Novel menerangkan upaya mengalihkan status kepegawaian KPK menjadi ASN merupakan imbas berlakunya UU No.19 Tahun 2019 tentang Perubahan atas UU No.30 Tahun 2002 tentang KPK yang menempatkan KPK masuk rumpun kekuasaan eksekutif. Sebagai orang yang berlatar belakang polisi, kata Novel, menjalani TWK bukan hal baru. “Tapi, TWK yang dijalani dalam proses peralihan pegawai KPK ke ASN jauh dari biasanya,” ungkapnya.

Sebelum TWK dia sempat menanyakan ke pimpinan KPK soal materi pertanyaan dalam TWK, hingga konsekuensi bila tak lulus tes. Penjelasan pimpinan KPK hanya sebatas penilaian dan pemetaan semata. Seperti, kepentingan pegawai KPK tak boleh mengikuti organisasi terlarang, moralitas, dan integritas. Awalnya, Novel dan sejumlah pegawai KPK lainnya menganggap materi TWK tak menjadi kekhawatiran. “Kalau ditanya organisasi terlarang tidak perlu tes, tapi diusut.”

Meski tetap mengikuti TWK, belakangan muncul kecurigaan di ujung hasil penilaian yang menyatakan 75 orang pegawai KPK dinyatakan TMS. Bagi Novel, 75 orang tersebut sulit bila dikatakan bermasalah di bidang akademis. Sebab, orang-orang tersebut boleh dibilang cukup mumpuni. Begitupula soal radikal yang jauh dari organisasi terlarang, moralitas, dan integritas pun terjaga.

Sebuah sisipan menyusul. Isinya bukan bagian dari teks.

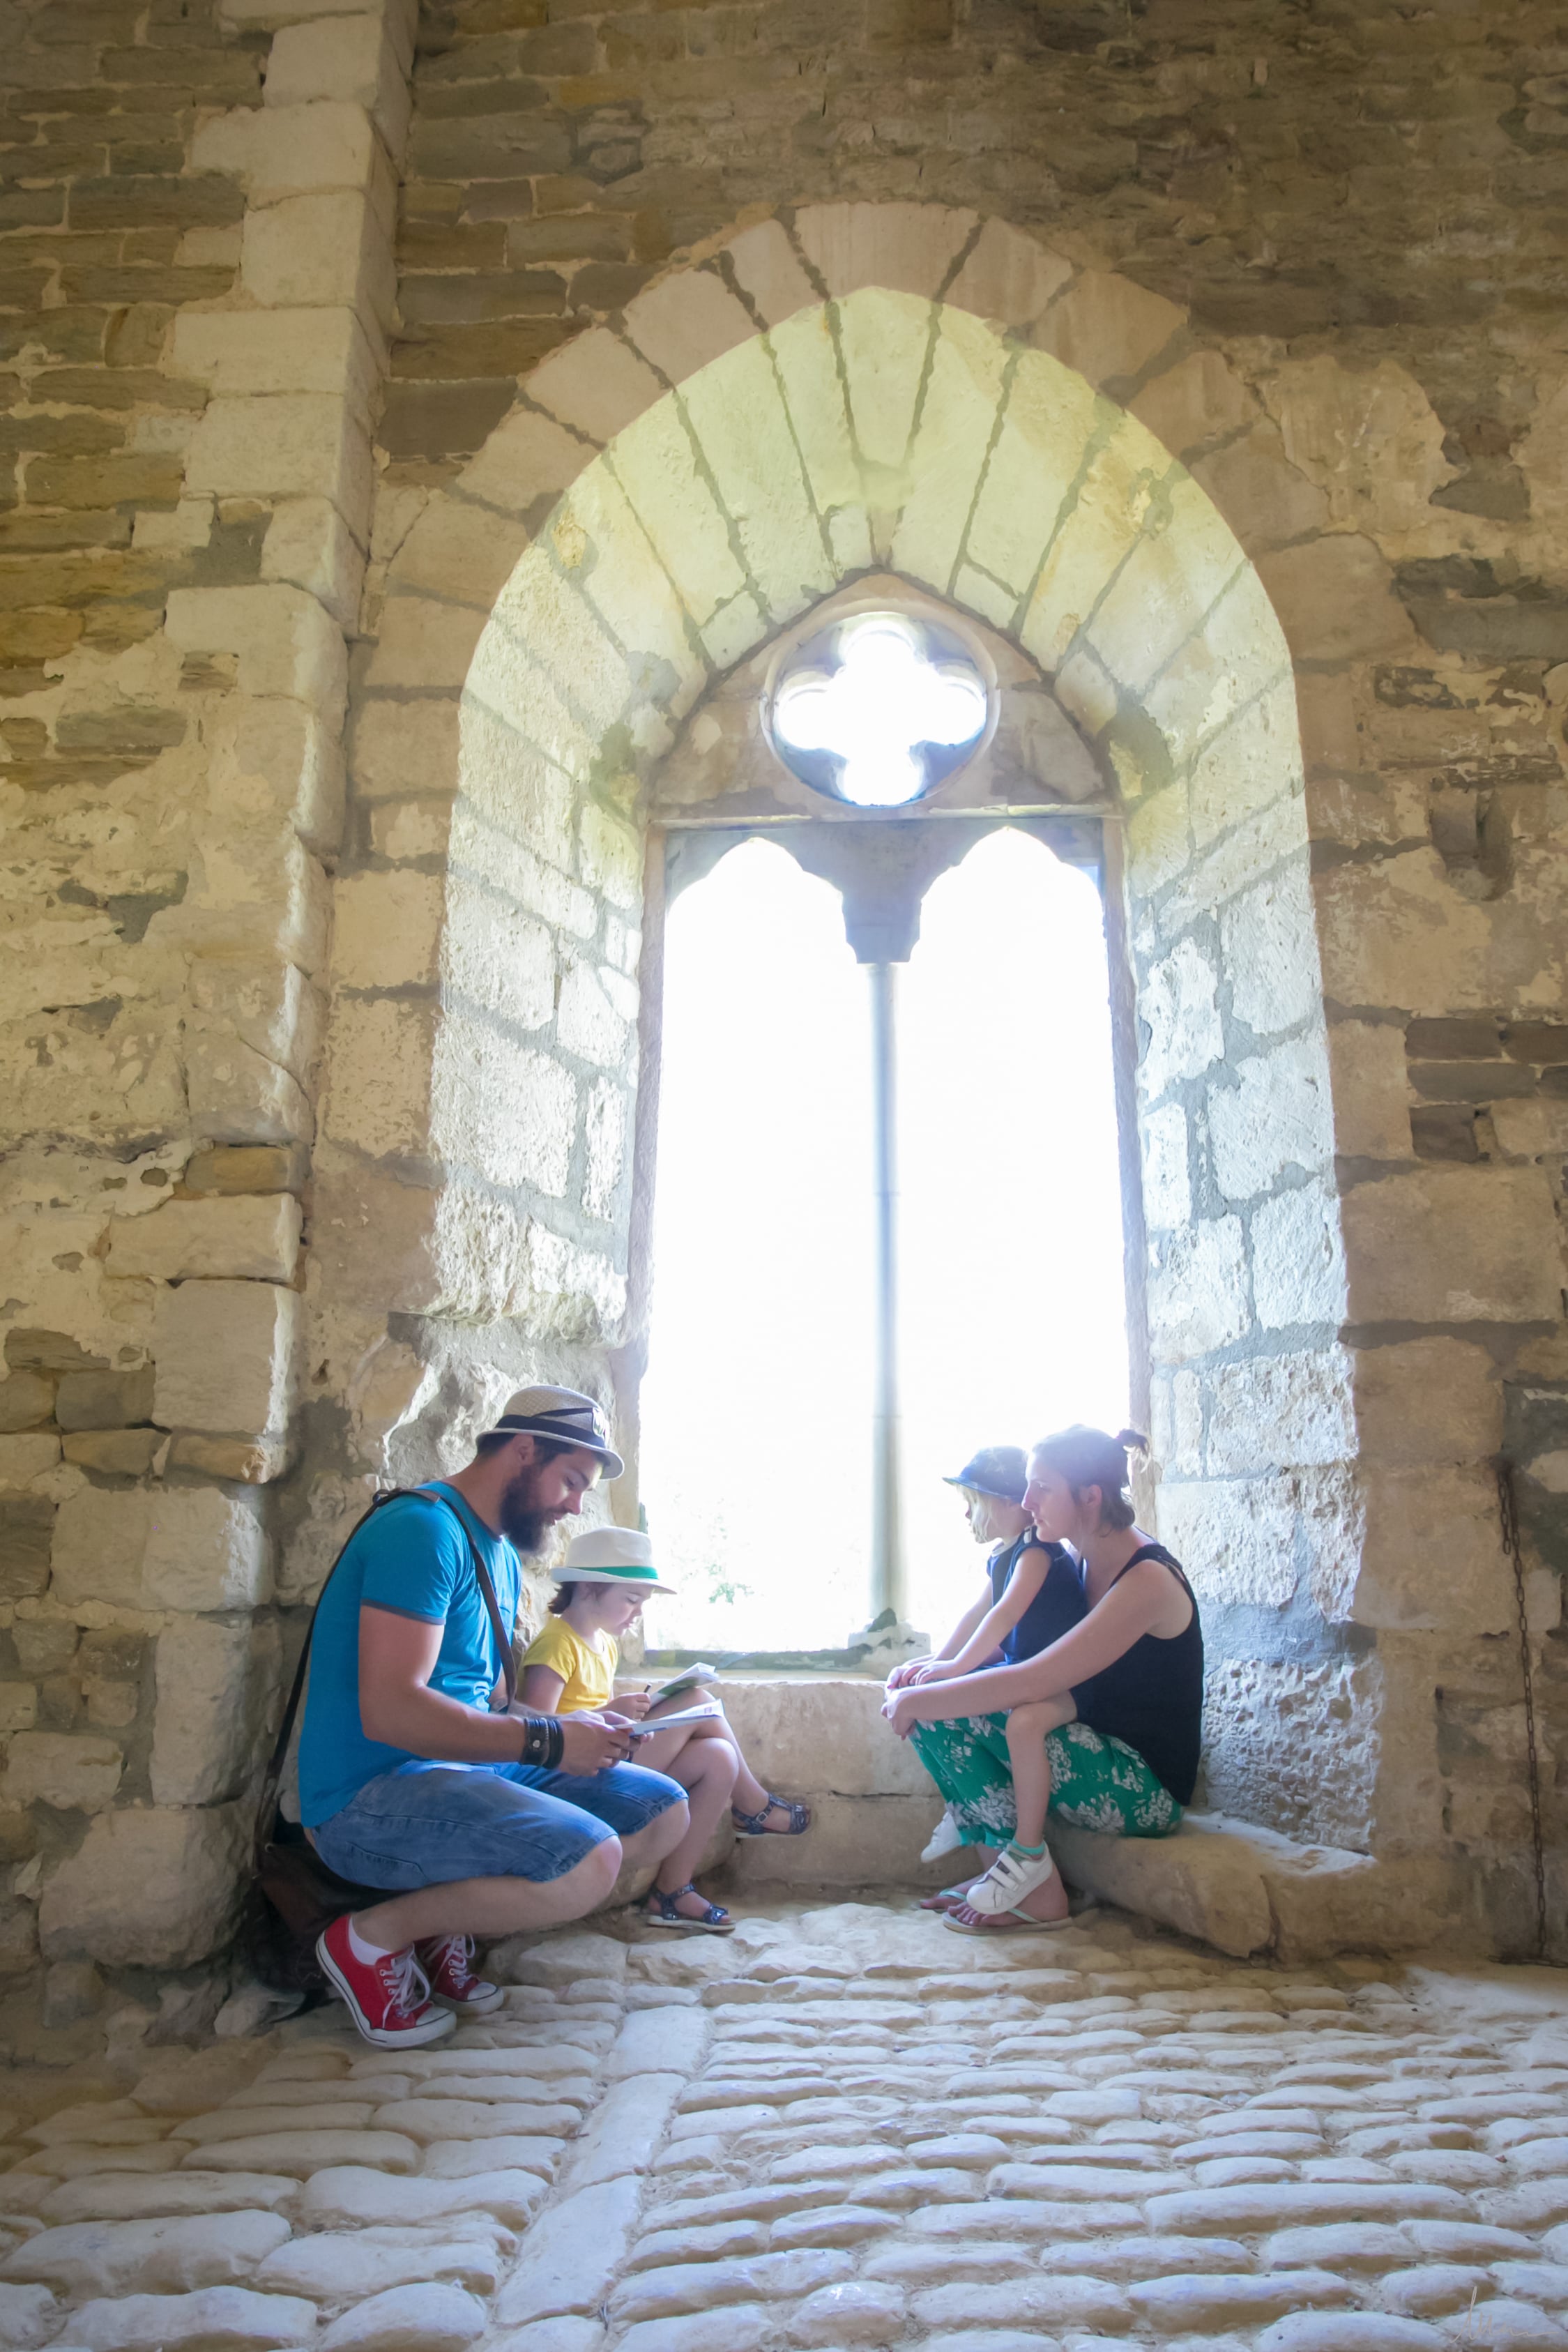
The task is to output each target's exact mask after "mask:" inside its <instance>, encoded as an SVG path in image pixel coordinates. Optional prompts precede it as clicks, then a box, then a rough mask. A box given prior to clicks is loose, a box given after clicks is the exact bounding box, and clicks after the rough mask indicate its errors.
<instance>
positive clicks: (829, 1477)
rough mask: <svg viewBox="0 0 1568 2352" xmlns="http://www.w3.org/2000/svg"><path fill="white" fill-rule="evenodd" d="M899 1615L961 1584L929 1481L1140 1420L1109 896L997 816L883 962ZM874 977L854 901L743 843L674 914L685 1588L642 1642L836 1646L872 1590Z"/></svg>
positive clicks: (672, 1467)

“Terkait hal ini kami melihat ini upaya untuk menyingkirkan. Ternyata proses tanya jawab dan TWK masalahnya banyak sekali karena salah satunya dibenturkan soal keyakinan agama. Seharusnya tidak perlu dibenturkan. Banyak sekali TWK itu menggambarkan bermasalah. Hasil TWK tidak bisa dijadikan dasar untuk menilai TMS sebagai pegawai KPK,” kata Novel.